My main research interests are in the legacies of the transatlantic slave trade and slavery in the Romantic period, with a particular focus on slave narratives and newspapers. My first book, which is under contract with Manchester University Press, develops our understanding of Canada's role in the Atlantic slave system and in the international antislavery debate and contributes to the scholarly understanding of the Black Atlantic in Canada and throughout the Anglophone and Francophone world. As a member of the Davy Notebooks Project team, I am bringing a specific aspect to the project on Davy and race that has not been explored before.

I have published articles on slavery in Quebec’s newspapers in the Journal of Transatlantic Studies, women’s antislavery writing and manuscript culture in Nineteenth-Century Gender Studies and on Mary Prince and Susanna Moodie in Notes & Queries.
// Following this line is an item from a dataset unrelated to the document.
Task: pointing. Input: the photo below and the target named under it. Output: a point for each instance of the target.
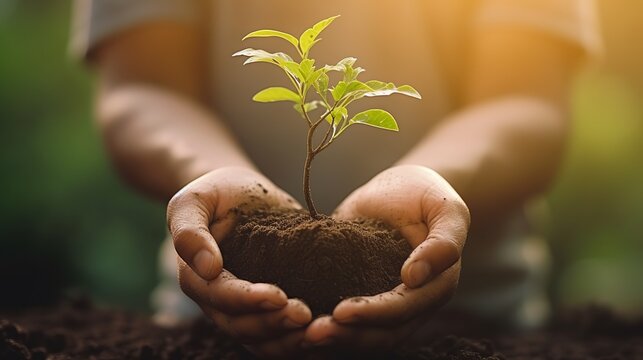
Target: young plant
(334, 101)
My PhD, awarded in 2018, was a collaborative doctoral award at the University of Sheffield and British Library. The project used rare book slave narratives and Canadian newspapers at the British Library and at archives in Canada.
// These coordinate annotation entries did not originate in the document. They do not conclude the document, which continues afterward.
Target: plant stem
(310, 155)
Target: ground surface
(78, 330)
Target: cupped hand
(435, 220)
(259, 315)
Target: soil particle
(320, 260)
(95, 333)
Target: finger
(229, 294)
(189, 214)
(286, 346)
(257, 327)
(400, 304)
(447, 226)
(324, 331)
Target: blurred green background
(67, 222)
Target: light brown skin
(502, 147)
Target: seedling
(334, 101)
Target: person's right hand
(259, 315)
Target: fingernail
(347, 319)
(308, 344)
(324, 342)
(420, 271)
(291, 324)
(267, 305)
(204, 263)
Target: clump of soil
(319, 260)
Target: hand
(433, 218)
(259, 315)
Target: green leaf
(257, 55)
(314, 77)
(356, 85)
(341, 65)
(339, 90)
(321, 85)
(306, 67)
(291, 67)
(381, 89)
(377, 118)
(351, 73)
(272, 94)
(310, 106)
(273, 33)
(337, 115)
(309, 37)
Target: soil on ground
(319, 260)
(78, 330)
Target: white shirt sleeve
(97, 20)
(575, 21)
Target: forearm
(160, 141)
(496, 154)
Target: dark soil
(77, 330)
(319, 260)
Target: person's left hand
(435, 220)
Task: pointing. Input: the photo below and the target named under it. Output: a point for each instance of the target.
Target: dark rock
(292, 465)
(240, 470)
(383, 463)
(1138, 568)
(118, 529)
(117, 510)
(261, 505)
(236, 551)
I have held the Eccles Centre for American Studies Award and had a fellowship with the Nova Scotia Museum in Canada. In 2020-21 I held a BAAS Early-Career Short-Term Research Assistance Award and this enabled me to employ a PhD student at the Harriet Irving Library at the University of New Brunswick to search newspapers and discover more about the circulation of slave narratives in Canada. I represent my department in the Faculty of Arts and Social Sciences Decolonisation Network, and I am a member of the Athena Swan Sub-Committee and EDI Committee.